KittenTTS WhatsApp

Other

Voice-to-voice mode for WhatsApp using KittenTTS + ffmpeg. Transcribe incoming audio with whisper, reply with a TTS voice note converted to WhatsApp-compatib...

Install

openclaw skills install kittentts-whatsapp

KittenTTS WhatsApp Voice

Generates WhatsApp-compatible voice notes from text using KittenTTS + ffmpeg. Specifically solves the format mismatch that causes silent failures: KittenTTS outputs 24kHz WAV → converted to 16kHz OGG Opus via ffmpeg → sent as WhatsApp voice note.

⚠️ Read before installing. This skill installs system packages and downloads large ML models. See Setup below.

System Dependencies

Dependency	Install command	Size	Notes
`ffmpeg`	`apt-get install -y ffmpeg`	~30MB	Available in most distro repos
`kittentts`	`pip3 install kittentts --break-system-packages`	pulls ~25-80MB from Hugging Face on first run	Python package
`libopus`	bundled with ffmpeg	—	OGG encoding support
`soundfile`	pulled by kittentts	—	Python package

Network Calls

First run: downloads TTS model (~25-80MB) from huggingface.co/KittenML based on model size chosen
No API keys required — fully offline capable after model download
Set HF_TOKEN env var to avoid unauthenticated rate limits on model download

Model Options

Model	Parameters	Size	Hugging Face ID
nano (int8)	15M	25MB	`KittenML/kitten-tts-nano-0.8-int8`
nano	15M	56MB	`KittenML/kitten-tts-nano-0.8-fp32`
micro	40M	41MB	`KittenML/kitten-tts-micro-0.8`
mini	80M	80MB	`KittenML/kitten-tts-mini-0.8`

Default: kitten-tts-mini-0.8 (best quality).

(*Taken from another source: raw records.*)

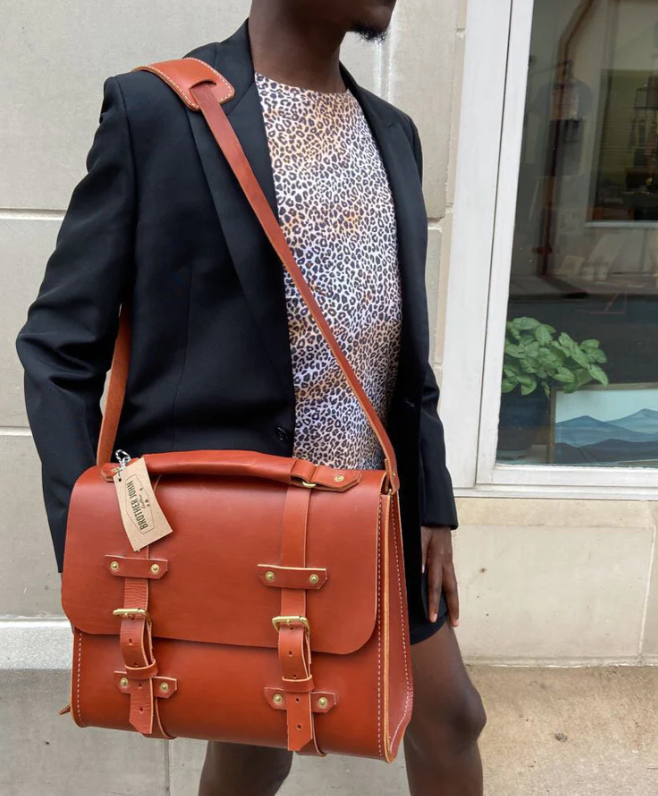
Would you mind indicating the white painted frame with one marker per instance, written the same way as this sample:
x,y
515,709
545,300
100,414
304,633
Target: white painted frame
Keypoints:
x,y
495,79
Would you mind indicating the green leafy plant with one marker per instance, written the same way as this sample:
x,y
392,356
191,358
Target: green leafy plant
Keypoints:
x,y
535,357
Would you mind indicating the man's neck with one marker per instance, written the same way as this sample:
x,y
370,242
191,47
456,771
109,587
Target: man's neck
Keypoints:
x,y
295,51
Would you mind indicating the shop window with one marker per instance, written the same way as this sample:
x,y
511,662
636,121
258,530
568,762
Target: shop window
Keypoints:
x,y
580,371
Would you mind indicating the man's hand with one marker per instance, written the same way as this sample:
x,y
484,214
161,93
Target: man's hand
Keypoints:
x,y
437,559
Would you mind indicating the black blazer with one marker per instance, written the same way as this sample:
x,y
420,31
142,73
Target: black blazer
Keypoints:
x,y
160,220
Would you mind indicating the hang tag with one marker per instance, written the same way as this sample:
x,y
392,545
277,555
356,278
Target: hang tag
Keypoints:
x,y
142,516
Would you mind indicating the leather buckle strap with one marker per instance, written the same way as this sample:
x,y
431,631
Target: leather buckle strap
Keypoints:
x,y
290,621
136,641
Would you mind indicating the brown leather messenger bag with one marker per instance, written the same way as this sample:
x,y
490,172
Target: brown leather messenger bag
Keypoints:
x,y
274,612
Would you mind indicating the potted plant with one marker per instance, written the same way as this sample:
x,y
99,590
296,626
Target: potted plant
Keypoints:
x,y
534,362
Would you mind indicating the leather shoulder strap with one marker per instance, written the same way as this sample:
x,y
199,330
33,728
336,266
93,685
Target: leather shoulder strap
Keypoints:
x,y
203,89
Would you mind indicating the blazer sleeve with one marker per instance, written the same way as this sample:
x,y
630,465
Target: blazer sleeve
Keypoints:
x,y
66,343
437,504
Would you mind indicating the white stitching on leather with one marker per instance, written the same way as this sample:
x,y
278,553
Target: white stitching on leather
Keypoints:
x,y
229,87
380,744
172,83
77,688
404,642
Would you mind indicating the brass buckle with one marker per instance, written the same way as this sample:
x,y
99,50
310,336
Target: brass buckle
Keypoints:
x,y
277,621
133,612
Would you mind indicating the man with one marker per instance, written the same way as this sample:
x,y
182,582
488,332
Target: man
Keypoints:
x,y
223,354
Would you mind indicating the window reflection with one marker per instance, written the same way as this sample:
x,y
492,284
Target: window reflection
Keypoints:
x,y
580,380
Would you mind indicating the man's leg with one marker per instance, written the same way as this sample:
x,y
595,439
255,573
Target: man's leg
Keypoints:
x,y
236,770
441,743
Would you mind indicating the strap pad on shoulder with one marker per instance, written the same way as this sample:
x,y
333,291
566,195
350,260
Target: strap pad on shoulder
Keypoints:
x,y
184,73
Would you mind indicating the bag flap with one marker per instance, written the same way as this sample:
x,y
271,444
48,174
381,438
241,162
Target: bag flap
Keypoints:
x,y
223,529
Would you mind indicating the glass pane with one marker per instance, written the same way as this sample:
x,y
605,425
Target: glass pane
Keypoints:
x,y
580,380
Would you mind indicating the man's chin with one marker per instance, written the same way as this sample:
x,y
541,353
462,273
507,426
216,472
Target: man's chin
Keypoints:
x,y
369,32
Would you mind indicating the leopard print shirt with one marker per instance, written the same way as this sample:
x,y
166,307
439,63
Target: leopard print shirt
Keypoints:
x,y
336,211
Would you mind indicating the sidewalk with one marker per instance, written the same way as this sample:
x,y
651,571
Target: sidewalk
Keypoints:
x,y
551,732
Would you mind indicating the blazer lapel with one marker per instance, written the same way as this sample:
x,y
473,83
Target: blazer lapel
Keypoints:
x,y
258,269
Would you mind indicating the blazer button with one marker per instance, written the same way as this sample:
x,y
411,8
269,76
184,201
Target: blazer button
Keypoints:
x,y
283,434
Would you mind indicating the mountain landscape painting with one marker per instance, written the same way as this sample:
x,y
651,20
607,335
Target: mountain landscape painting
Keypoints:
x,y
607,427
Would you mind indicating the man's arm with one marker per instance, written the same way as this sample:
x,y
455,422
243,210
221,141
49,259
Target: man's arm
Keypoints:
x,y
66,343
438,513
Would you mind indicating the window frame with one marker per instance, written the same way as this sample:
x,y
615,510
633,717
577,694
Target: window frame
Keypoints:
x,y
494,87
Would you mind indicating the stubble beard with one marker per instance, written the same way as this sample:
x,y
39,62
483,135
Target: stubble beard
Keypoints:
x,y
370,33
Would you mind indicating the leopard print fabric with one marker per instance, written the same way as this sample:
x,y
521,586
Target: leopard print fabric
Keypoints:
x,y
336,211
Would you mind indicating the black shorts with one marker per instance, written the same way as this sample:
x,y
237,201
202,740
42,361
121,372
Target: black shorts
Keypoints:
x,y
420,627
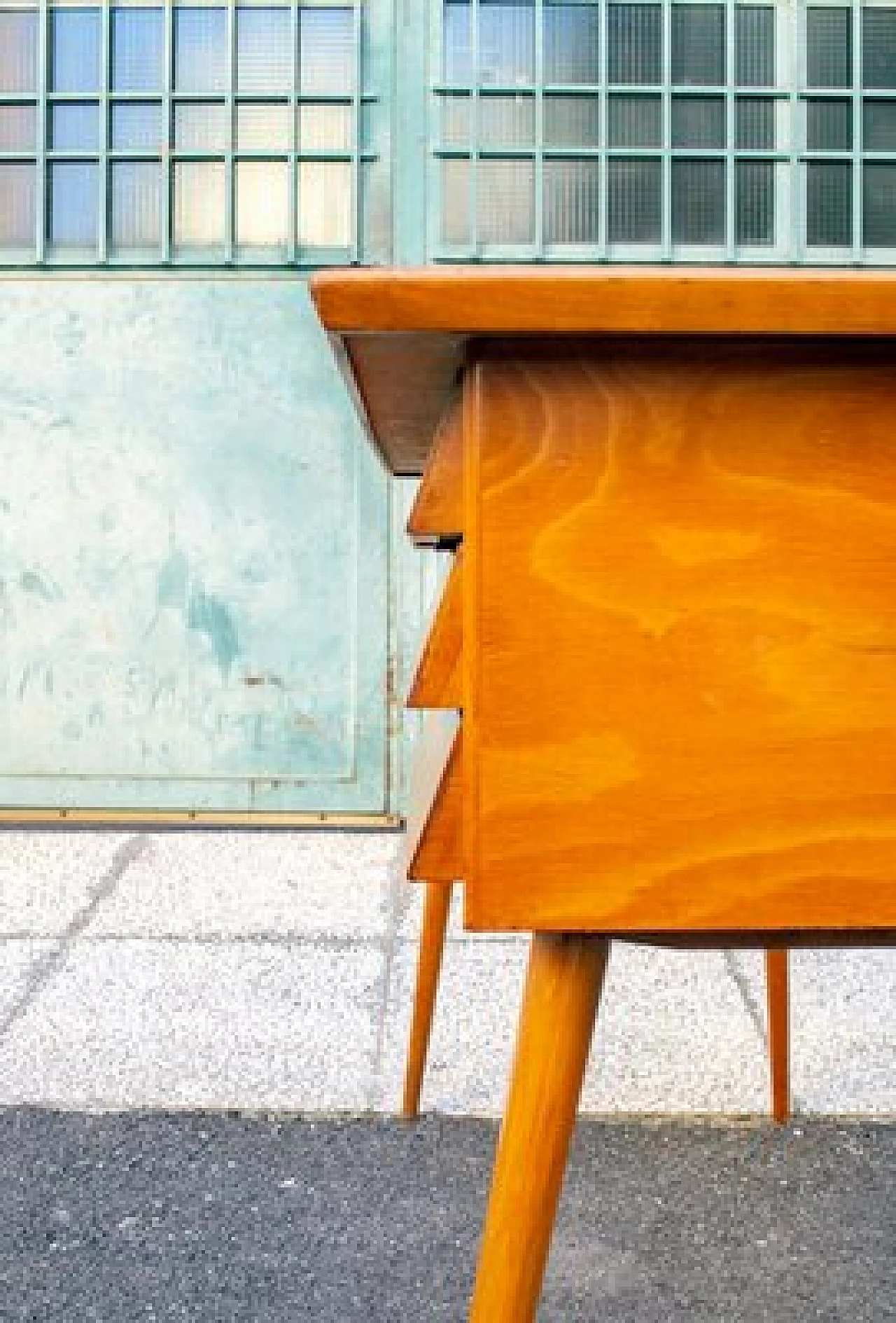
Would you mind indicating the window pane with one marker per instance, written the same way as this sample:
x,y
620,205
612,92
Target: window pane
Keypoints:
x,y
507,120
571,122
507,202
571,43
755,120
18,204
199,204
755,46
829,125
879,212
829,48
635,120
262,204
76,50
263,126
201,126
571,202
73,212
18,52
138,125
879,126
755,187
263,50
135,190
18,129
507,41
879,48
698,122
326,204
698,41
326,129
634,202
74,129
698,202
327,52
138,49
635,34
829,202
200,49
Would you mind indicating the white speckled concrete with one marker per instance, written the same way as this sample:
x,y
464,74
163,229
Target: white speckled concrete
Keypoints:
x,y
275,971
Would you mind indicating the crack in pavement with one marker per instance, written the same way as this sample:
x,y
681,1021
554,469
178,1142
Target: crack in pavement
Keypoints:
x,y
47,965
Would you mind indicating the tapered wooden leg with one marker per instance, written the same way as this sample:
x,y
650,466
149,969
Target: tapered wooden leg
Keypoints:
x,y
778,1031
433,943
558,1013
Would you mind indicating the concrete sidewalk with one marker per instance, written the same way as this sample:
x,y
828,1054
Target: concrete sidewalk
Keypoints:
x,y
275,971
233,1219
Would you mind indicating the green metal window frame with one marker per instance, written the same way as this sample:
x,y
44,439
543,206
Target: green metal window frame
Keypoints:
x,y
360,156
793,162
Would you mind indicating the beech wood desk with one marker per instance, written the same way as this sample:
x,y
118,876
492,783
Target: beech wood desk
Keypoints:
x,y
677,597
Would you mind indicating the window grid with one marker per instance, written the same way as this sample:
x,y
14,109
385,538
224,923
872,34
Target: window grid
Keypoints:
x,y
282,223
730,172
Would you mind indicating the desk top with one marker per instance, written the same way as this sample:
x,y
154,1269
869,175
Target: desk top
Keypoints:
x,y
402,333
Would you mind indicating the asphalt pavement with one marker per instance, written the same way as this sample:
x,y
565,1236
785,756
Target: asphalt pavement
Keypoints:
x,y
216,1216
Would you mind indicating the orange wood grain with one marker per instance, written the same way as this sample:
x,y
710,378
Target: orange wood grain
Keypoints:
x,y
680,621
438,677
564,986
438,511
433,848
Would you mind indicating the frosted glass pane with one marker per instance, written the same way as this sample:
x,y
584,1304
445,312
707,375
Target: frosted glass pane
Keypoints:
x,y
698,202
507,41
73,214
635,35
571,44
18,204
327,55
74,129
263,50
829,48
507,120
879,48
199,204
698,44
829,202
200,49
326,129
456,202
635,120
878,202
138,49
262,204
505,202
755,202
263,126
138,125
201,126
18,129
634,202
18,52
698,122
571,122
755,46
76,50
326,204
571,202
135,188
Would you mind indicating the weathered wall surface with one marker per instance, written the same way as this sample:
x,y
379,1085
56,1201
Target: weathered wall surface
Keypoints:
x,y
193,552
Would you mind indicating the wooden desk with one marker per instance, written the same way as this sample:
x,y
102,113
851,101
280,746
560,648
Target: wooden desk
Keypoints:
x,y
677,498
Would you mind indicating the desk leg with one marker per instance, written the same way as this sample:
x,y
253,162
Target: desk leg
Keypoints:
x,y
778,1031
558,1013
433,943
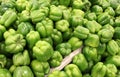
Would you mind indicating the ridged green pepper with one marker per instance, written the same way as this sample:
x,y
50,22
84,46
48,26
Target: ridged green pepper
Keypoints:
x,y
57,73
56,59
24,28
92,40
32,37
4,73
56,37
2,30
90,53
21,58
45,27
104,18
81,62
8,18
113,60
75,43
62,25
40,68
72,71
81,32
64,48
23,71
55,13
15,43
3,61
111,70
112,47
41,50
39,14
98,70
105,35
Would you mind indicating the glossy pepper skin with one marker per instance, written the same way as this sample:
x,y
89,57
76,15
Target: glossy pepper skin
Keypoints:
x,y
40,68
45,27
56,59
112,47
75,43
42,50
15,43
32,37
24,28
105,35
4,73
64,48
2,30
23,71
21,58
81,32
58,73
72,71
62,25
8,18
81,62
55,13
92,40
98,70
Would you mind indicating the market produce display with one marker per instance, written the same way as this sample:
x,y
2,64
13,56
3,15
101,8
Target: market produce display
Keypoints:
x,y
36,35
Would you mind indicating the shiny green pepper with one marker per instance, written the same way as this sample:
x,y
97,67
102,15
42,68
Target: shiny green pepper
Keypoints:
x,y
15,43
45,27
64,48
56,59
92,40
72,71
81,32
75,43
21,58
98,70
112,47
42,51
81,62
32,37
23,71
40,68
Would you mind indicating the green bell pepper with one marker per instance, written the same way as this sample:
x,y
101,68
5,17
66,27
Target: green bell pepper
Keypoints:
x,y
55,13
56,59
3,61
32,37
24,28
75,43
45,27
23,71
8,18
42,51
21,58
111,70
4,73
92,40
56,37
57,73
62,25
64,48
112,47
105,35
72,71
113,60
81,62
40,68
98,70
81,32
15,43
2,30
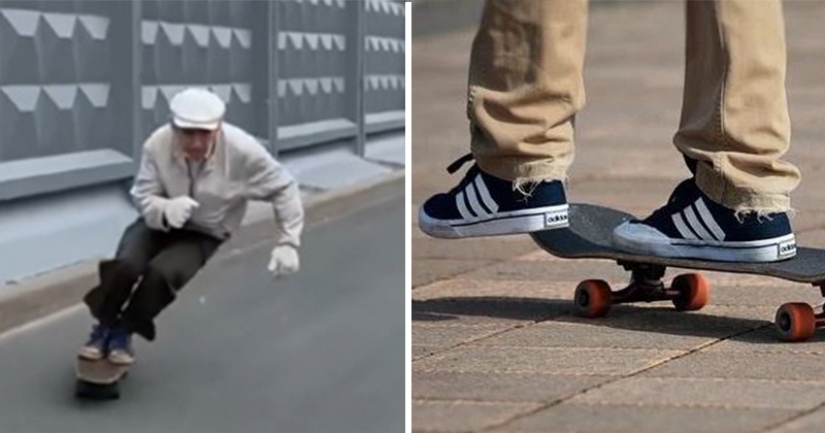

Change in scripts/tts_walkie.sh.

Setup

Run these manually before the skill is used:

# 1. System package (requires root/privileged)
apt-get install -y ffmpeg

# 2. Python package
pip3 install kittentts --break-system-packages

# 3. Optional: set Hugging Face token to avoid rate limits
# echo 'export HF_TOKEN="hf_your_token_here"' >> ~/.bashrc

Restart OpenClaw after installing dependencies so the new packages are in PATH.

Usage

TTS only (no transcription)

bash scripts/tts_walkie.sh "Your message here" Bella
# Output: /tmp/walkie_reply.ogg (16kHz OGG Opus, WhatsApp-ready)

Transcription only (optional — requires whisper)

# Install whisper (one-time, ~140MB-1.4GB depending on model)
pip3 install whisper --break-system-packages

bash scripts/transcribe.sh /path/to/audio.ogg [model]
# Model: tiny | base | small | medium | large (default: base)

Voices

Available: Bella, Jasper, Luna, Bruno, Rosie, Hugo, Kiki, Leo

Default: Bella

Security Notes

Audio files are written to a private /tmp/kittentts-walkie/ directory (mode 700) — only the running user can read them.
WAV intermediates are cleaned up immediately after conversion; only the OGG is kept for sending.
Set VOICE_SPEED env var to adjust speech rate (default: 1.0).

Files

kittentts-whatsapp/
├── SKILL.md
└── scripts/
    ├── tts_walkie.sh      # TTS + ffmpeg conversion (speed is now used)
    └── transcribe.sh       # whisper transcription (optional)

⚠️ Privileged Install Warning

The dependency install commands use --break-system-packages and apt-get install -y. These require root privileges and modify system packages. Review before running if you are on a managed system.

Troubleshooting

Audio sends but is silent or rejected by WhatsApp: → Run ffprobe -v quiet -print_format json -show_streams /tmp/walkie_reply.ogg → Must show codec_name: opus and sample_rate: 48000 (or 16000). If not, the ffmpeg chain failed.

TTS generation is slow: → Switch to a smaller model (nano instead of mini) in scripts/tts_walkie.sh.

Hugging Face download rate limit: → Set HF_TOKEN in your environment. Free accounts get lower rate limits.